Figure 1. TGF-β inhibits HIV-1 latency reactivation in vitro.

(A–E) U1 and ACH-2 cells were treated with TGF-β1 (10 ng/mL) or galunisertib (GAL) (1 μM) or both or were mock treated in presence versus absence of PMA (100 ng/mL) for 18 hours and stained for intracellular p24. (A) An example of p24 detection in 1 experiment with U1 cells. (B and C) Raw p24 data from 1 representative experiment with U1 (B) or ACH-2 (C) cells (black circles: mock; blue squares: TGF-β1; green triangles: TGF-β1 + gal; pink triangles: galunisertib only). (D and E) Summary fold increase in the frequency of p24⁺ cells over the mock condition (box plot with median line and min/max whiskers) shown from 5 similar experiments (U1 on the left; ACH-2 on the right). (F and G) For this primary CD4⁺ T cell model of latency, CD4⁺ T cells were isolated from PBMCs, activated, infected by spinoculation, and incubated for 2 days in the presence of T20. PMA (100 ng/mL) was used for reactivation of latently infected cells for 18 hours in the presence of TGF-β1 (10 ng/mL) or galunisertib (1 μM), both, or mock treatment.

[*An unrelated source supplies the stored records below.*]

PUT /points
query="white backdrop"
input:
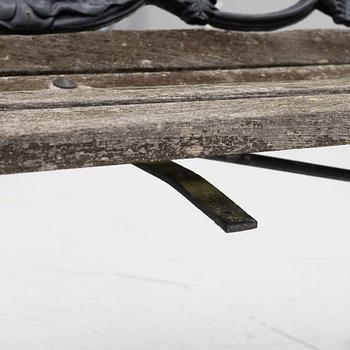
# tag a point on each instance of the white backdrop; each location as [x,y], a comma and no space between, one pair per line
[111,258]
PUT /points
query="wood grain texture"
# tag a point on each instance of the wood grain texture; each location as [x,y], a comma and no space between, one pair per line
[162,95]
[81,128]
[141,51]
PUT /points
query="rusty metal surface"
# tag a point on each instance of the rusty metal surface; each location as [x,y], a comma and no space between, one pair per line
[207,198]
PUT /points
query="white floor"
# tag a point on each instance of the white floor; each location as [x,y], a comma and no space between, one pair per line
[112,258]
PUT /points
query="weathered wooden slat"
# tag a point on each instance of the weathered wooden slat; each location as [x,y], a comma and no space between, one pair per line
[139,125]
[122,51]
[90,97]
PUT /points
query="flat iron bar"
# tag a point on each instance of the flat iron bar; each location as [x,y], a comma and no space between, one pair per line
[285,165]
[207,198]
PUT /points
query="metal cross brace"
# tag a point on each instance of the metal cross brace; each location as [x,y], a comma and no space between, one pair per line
[216,205]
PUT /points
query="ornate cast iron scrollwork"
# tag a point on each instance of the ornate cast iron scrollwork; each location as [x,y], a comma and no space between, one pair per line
[55,16]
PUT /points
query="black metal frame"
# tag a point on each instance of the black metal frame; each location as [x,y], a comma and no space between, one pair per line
[57,16]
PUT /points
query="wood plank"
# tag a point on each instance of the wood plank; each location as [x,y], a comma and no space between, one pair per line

A schematic of the experiment is shown in F. (G) Summary data (fold increase over the unstimulated condition) from 5 experiments with cells from different donors run in triplicate. (H) Data from a model of DC-driven HIV reactivation from U1 cells are shown. Fold difference in the frequency of p24⁺ U1 cells in absence versus presence of moDCs or TGF-β DCs shown for 5 different experiments in triplicate (box plot with median and min/max whiskers). (A–H) Conditions were compared by Kruskal-Wallis ANOVA test followed by the Dunn’s test corrected for multiple comparisons. Significant P values of α < 0.05 (*), α < 0.01 (**), and α < 0.001 (***) are indicated. All other comparisons were nonsignificant. Box-and-whisker plots represent median, 25th and 75th percentile, with whiskers going from min to max.